Each canary did sing beautifully when the spirit moved it. They liked to sing when my mom vacuumed. The canary also sang during the CBS news bulletins after Robert Kennedy was killed by Sirhan Sirhan. I was home sick from school that day with strep throat. My mom was waxing the kitchen/dining floor, so all the dining chairs were lined up in front of the t.v. She must have been hosting her bridge club that night. It is a black and white memory, but very vivid. I can smell the floor wax.

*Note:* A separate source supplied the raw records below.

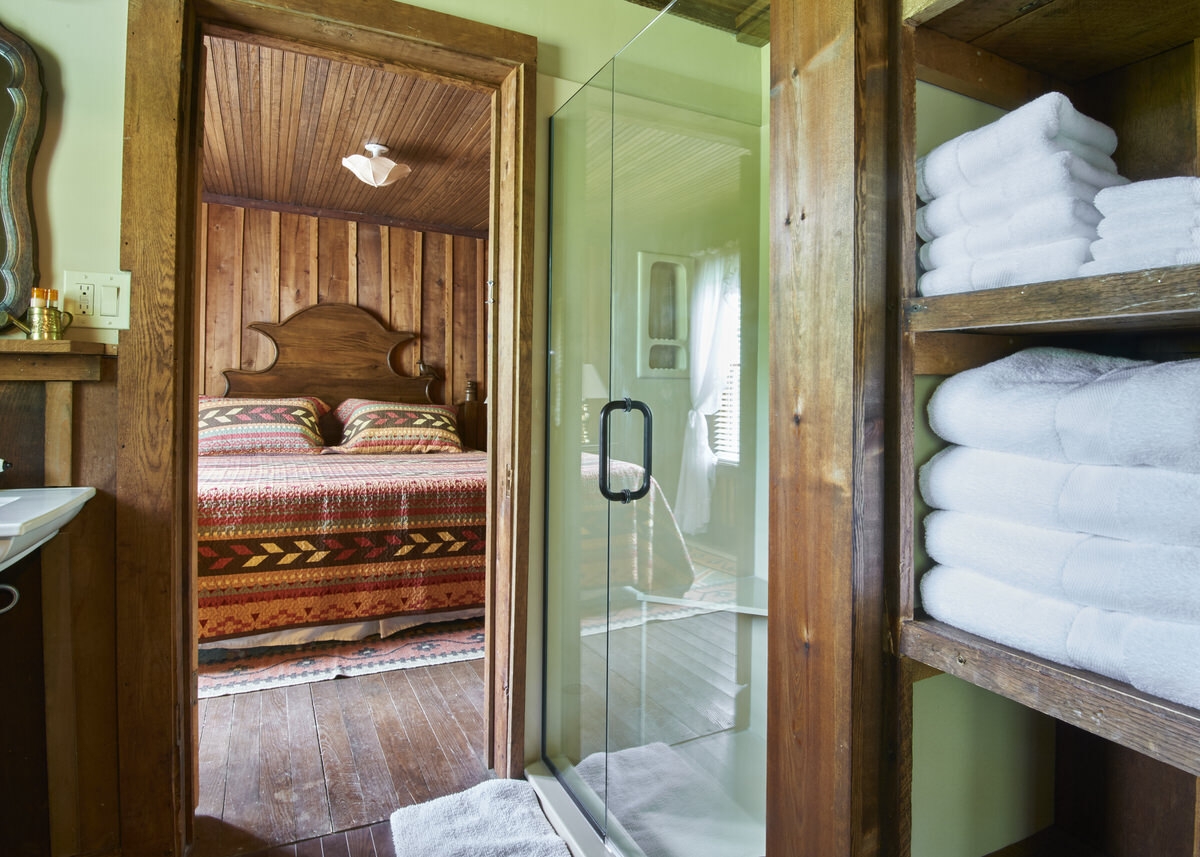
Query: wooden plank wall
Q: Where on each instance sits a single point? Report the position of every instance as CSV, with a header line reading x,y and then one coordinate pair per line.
x,y
262,265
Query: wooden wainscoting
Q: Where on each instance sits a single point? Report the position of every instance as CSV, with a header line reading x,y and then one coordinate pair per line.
x,y
262,265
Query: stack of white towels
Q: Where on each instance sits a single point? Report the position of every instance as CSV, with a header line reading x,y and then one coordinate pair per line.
x,y
1147,225
1012,203
1067,513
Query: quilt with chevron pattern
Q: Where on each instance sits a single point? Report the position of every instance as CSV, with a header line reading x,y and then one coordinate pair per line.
x,y
297,540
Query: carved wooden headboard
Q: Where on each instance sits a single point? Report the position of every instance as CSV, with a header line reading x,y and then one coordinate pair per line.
x,y
334,352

My brother had an aquarium. We used to go to Pet Paradise on 48th St. north of Vine, to buy fish that would live shorter lives than your average matinee performance consumptive opera sopranos. Did you ever have an aquarium? I remember some sort of weird fluffy stuff called "Angel Hair" that had to be put in the bottom or the aquarium. What was that stuff? Asbestos? Fiberglass? Pet Paradise specialized in green parakeets, and baby turtles in those plastic bowls with the fake palm tree. Pet Paradise is a black-light day-glo memory, even though it predates the hippie era.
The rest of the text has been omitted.